In [None]:
import numpy as np
import pandas as pd
import matplotlib.pyplot as plt
import statsmodels.api as sm
from statsmodels.graphics.regressionplots import abline_plot
import seaborn as sns
from sklearn.linear_model import LinearRegression
from sklearn.datasets import load_boston
%matplotlib inline

# 3.6.2 Simple Linear Regression

Load the Boston housing dataset and perform a basic regression. The book uses R. I'm going to use statsmodels and scikit-learn

In [None]:
df = sm.datasets.get_rdataset("Boston", "MASS", cache=True).data
df = sm.add_constant(df)

## StatsModels Implementation

Where possible I prefer to use StatsModels.

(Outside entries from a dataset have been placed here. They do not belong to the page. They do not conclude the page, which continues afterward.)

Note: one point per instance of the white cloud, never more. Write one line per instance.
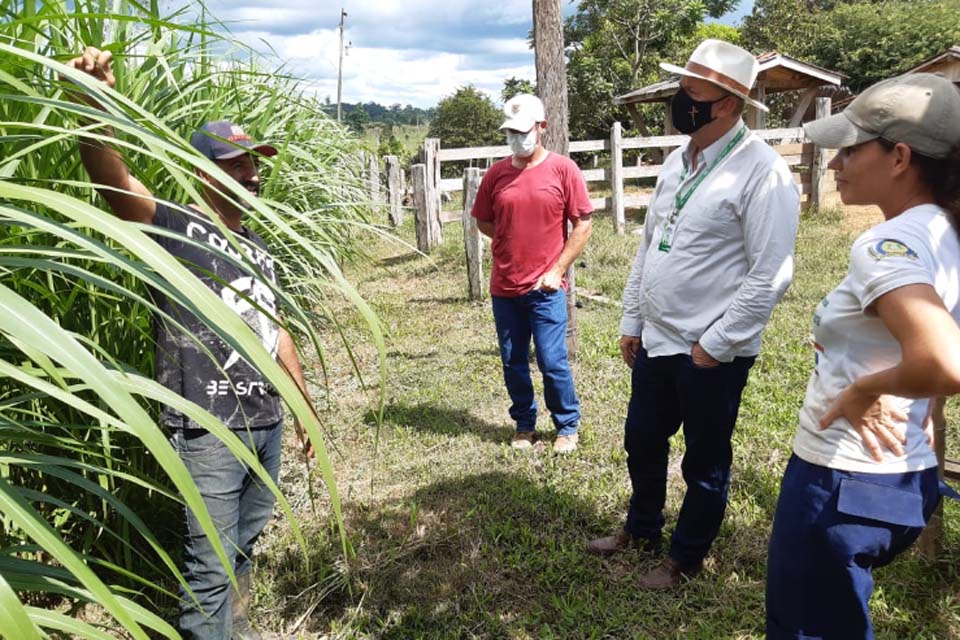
(407, 51)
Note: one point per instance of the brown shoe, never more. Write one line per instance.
(668, 574)
(621, 541)
(566, 444)
(523, 439)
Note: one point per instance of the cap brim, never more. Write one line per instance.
(518, 124)
(263, 149)
(836, 132)
(672, 68)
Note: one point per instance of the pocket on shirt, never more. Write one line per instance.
(879, 502)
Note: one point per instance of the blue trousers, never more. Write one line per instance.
(831, 529)
(542, 316)
(669, 391)
(240, 506)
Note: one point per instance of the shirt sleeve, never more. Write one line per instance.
(769, 221)
(483, 205)
(631, 320)
(881, 263)
(578, 198)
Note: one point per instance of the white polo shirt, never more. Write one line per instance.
(730, 258)
(919, 246)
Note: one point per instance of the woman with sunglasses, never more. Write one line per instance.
(862, 482)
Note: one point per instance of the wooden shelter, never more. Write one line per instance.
(778, 73)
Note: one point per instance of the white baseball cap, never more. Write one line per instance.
(522, 112)
(726, 65)
(921, 110)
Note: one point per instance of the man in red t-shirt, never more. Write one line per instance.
(523, 204)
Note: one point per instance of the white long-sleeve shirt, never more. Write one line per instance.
(730, 258)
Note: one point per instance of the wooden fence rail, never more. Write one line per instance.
(809, 163)
(813, 177)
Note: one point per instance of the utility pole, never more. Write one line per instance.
(343, 14)
(552, 87)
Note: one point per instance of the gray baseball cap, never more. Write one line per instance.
(921, 110)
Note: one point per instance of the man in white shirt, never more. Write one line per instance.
(715, 257)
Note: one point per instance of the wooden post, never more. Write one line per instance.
(431, 158)
(472, 240)
(551, 65)
(394, 190)
(373, 178)
(931, 541)
(759, 117)
(818, 172)
(427, 220)
(616, 178)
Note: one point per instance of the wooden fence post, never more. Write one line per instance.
(472, 240)
(427, 216)
(373, 179)
(431, 158)
(616, 178)
(931, 541)
(818, 171)
(394, 190)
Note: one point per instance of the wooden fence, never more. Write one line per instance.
(808, 162)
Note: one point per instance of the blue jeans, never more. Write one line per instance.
(542, 316)
(668, 391)
(830, 531)
(240, 506)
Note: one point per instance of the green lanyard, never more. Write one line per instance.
(680, 199)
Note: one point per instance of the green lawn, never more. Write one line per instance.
(458, 536)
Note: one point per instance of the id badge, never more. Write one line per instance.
(666, 238)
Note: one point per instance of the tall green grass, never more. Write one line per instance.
(83, 462)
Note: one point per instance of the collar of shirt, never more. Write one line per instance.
(708, 155)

Scikit is great, and if I wanted to do a pure prediction I might prefer it, but StatsModels gives me all that analytic goodness I'm looking for.

I'm also curious about performance so I'm going to time each of them

In [None]:
df.head()

In [None]:
%%timeit
boston_sm_ols = sm.OLS(df["medv"], df[["const", "lstat"]]).fit()

In [None]:
boston_sm_ols = sm.OLS(df["medv"], df[["const", "lstat"]]).fit()
print(boston_sm_ols.summary())

## scikit-learn implementation

Not happy that I had to do this weird reshape just because I only had one independent variable. Maybe there's a better way?

In [None]:
%%timeit
boston_skl_ols = LinearRegression()
boston_skl_ols.fit(df["lstat"].to_numpy().reshape(-1, 1), df["medv"])

In [None]:
boston_skl_ols = LinearRegression()
boston_skl_ols.fit(df["lstat"].to_numpy().reshape(-1, 1), df["medv"])
print("Coefficients: \n", boston_skl_ols.coef_)
print("Intercept: \n", boston_skl_ols.intercept_)

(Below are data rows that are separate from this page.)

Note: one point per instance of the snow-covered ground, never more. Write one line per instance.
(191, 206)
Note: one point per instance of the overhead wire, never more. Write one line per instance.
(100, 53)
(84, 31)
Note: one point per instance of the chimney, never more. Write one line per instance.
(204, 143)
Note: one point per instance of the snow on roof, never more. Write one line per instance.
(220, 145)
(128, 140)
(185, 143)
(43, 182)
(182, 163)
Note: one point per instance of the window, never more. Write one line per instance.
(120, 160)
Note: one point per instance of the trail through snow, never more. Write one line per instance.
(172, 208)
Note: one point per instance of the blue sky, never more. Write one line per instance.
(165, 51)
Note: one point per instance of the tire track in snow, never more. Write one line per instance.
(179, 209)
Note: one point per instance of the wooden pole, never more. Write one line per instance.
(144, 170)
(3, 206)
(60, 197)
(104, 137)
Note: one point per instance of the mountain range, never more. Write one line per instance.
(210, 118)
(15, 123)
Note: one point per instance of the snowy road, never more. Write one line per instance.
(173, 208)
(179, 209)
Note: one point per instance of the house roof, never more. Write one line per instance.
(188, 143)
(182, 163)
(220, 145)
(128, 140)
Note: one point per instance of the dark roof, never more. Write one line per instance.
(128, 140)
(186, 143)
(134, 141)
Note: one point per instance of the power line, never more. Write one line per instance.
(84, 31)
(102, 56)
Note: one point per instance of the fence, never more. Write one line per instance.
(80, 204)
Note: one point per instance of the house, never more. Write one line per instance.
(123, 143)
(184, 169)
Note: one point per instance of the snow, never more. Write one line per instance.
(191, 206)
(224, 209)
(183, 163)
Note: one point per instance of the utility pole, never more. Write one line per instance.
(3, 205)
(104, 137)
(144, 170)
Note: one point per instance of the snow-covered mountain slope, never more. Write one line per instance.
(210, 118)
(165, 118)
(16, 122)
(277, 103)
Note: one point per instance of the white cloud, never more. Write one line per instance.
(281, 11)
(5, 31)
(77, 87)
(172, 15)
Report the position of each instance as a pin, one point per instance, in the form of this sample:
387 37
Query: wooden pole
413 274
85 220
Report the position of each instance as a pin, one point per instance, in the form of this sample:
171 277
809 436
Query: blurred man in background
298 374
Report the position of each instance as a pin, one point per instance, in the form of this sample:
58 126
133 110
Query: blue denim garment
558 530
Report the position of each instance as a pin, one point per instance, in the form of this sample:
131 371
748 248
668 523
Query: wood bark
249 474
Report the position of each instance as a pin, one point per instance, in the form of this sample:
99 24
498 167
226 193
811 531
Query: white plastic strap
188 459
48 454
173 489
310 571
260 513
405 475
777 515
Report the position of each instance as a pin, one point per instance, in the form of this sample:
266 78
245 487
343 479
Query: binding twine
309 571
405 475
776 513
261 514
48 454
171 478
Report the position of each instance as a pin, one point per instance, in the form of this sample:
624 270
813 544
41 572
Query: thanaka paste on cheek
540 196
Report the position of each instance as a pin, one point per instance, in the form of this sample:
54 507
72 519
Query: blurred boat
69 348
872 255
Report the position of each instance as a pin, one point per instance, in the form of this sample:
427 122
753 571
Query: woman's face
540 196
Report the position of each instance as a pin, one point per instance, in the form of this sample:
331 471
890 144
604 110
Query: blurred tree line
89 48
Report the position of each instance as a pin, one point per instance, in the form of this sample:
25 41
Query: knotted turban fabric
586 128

While it's not as verbose in estimation output, or at least I don't see an easy way to make it be, it's sure a lot faster, which makes sense given what it's designed for.

I think I'll stick with StatsModels for the rest of this

In [None]:
boston_sm_ols.conf_int(alpha=0.05)

In [None]:
boston_sm_ols.get_prediction(sm.add_constant([5, 10, 15])).summary_frame(alpha=0.05)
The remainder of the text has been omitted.